Although I don't know whether I'll be posting anything between now and Easter, it occurred to me that whatever I do post may be confusing to non-Orthodox. What follows is typically tedious, but it may help clarify things. If you start to get drowsy, just skip to the last paragraph.

To my knowledge, all Christian traditions agree on the basic scheme for scheduling Easter. According to the Gospels, Jesus rose from the dead on the first Sunday after Jewish Passover, which always fell in the middle of the lunar month Nisan, which was always the first month of spring. In keeping with this, Easter always falls on the first Sunday after the first full moon after the first day of spring. This system, incidentally, incorporates the three major features of our calendar--the spring equinox for the solar year, the full moon for the lunar month, and Sunday for the seven-day week ordained by God. Where the traditions differ, however, is in the determination of spring.

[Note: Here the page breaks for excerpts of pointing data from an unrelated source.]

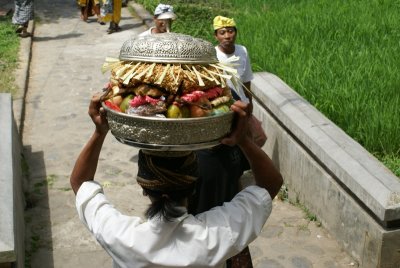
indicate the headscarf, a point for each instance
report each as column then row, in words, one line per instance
column 222, row 22
column 167, row 171
column 164, row 12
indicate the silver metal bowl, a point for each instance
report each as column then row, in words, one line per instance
column 165, row 134
column 168, row 48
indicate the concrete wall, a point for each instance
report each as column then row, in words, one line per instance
column 354, row 196
column 12, row 250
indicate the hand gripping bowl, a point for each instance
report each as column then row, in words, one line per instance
column 168, row 134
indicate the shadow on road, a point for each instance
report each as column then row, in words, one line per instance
column 37, row 212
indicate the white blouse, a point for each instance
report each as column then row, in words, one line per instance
column 205, row 240
column 241, row 61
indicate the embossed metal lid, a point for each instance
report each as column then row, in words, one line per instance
column 168, row 48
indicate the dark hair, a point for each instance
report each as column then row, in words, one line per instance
column 167, row 205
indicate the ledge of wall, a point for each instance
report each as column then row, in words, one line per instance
column 12, row 226
column 354, row 195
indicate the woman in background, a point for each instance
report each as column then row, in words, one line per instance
column 111, row 12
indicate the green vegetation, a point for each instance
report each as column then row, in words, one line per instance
column 343, row 57
column 9, row 45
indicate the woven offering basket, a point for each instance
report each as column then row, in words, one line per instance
column 174, row 134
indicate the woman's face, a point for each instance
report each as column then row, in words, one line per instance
column 226, row 37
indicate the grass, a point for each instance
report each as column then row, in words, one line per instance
column 342, row 57
column 9, row 46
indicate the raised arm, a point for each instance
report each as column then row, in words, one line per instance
column 265, row 173
column 86, row 164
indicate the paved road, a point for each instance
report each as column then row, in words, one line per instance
column 67, row 55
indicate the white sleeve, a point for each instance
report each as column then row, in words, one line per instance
column 248, row 73
column 108, row 225
column 245, row 216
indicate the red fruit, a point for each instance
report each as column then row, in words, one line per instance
column 112, row 106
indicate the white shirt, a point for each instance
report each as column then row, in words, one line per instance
column 205, row 240
column 147, row 32
column 243, row 67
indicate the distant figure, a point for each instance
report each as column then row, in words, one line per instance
column 225, row 33
column 22, row 14
column 163, row 17
column 111, row 12
column 89, row 8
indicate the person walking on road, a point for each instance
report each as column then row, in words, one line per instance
column 111, row 12
column 24, row 12
column 163, row 17
column 171, row 237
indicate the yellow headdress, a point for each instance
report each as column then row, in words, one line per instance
column 221, row 22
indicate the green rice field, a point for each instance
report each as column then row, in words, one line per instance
column 342, row 56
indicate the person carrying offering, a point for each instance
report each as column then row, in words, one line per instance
column 170, row 237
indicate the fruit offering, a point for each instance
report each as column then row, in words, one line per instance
column 167, row 90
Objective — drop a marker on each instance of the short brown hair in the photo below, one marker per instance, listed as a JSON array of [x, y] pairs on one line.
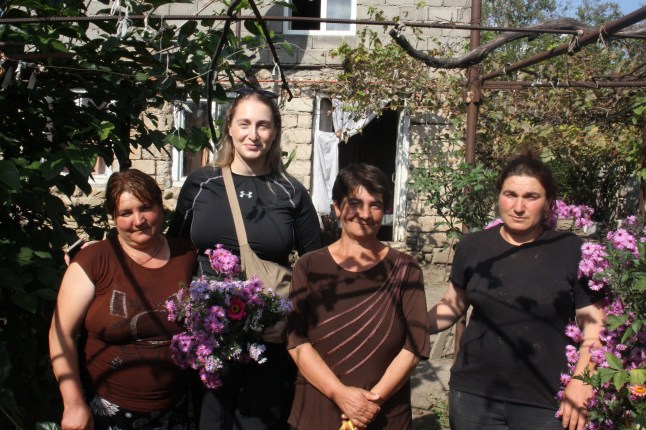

According to the system set down at the first Ecumenical Synod of Nicea (AD 325), the start of spring for purposes of calculating Easter was fixed at March 21 of the Julian calendar, which at that time was the universal calendar of the Roman Empire. Up until around this time, the Jewish month of Nisan was determined by observation, much like Muslim Ramadan is set to this day. The difference was that the Jewish calendar adjusted for the solar year by adding a leap month if various indicators suggested that it was not yet spring. Christianity, however, did not follow a lunar calendar, so a calculated date for Easter made more sense. Also, because Christianity ended up preceding Easter with several weeks of Lent, it was necessary to know when to start the movable cycle long before the first moon of spring could be observed.

The system worked fine until the sixteenth century, when the Latin Pope Gregory XIII approved a reform of the Julian calendar. Scholars had noted that the calendar was growing increasingly out of sync with the astronomical data and would continue to do so as long as the solar year was not precisely 365.25 days long. Instead of every year divisible by four being a leap year, they proposed that century years no longer be leap years, unless they were divisible by 400. This would shorten the calendar by three days every 400 years and align it more closely (but still not precisely) with the actual solar year. To correct the divergence that already existed, they went back to the year 100 and adjusted accordingly. This means that right now the Gregorian calendar lags behind the Julian by 13 days. After 2/28/2100, the difference will increase to 14 days.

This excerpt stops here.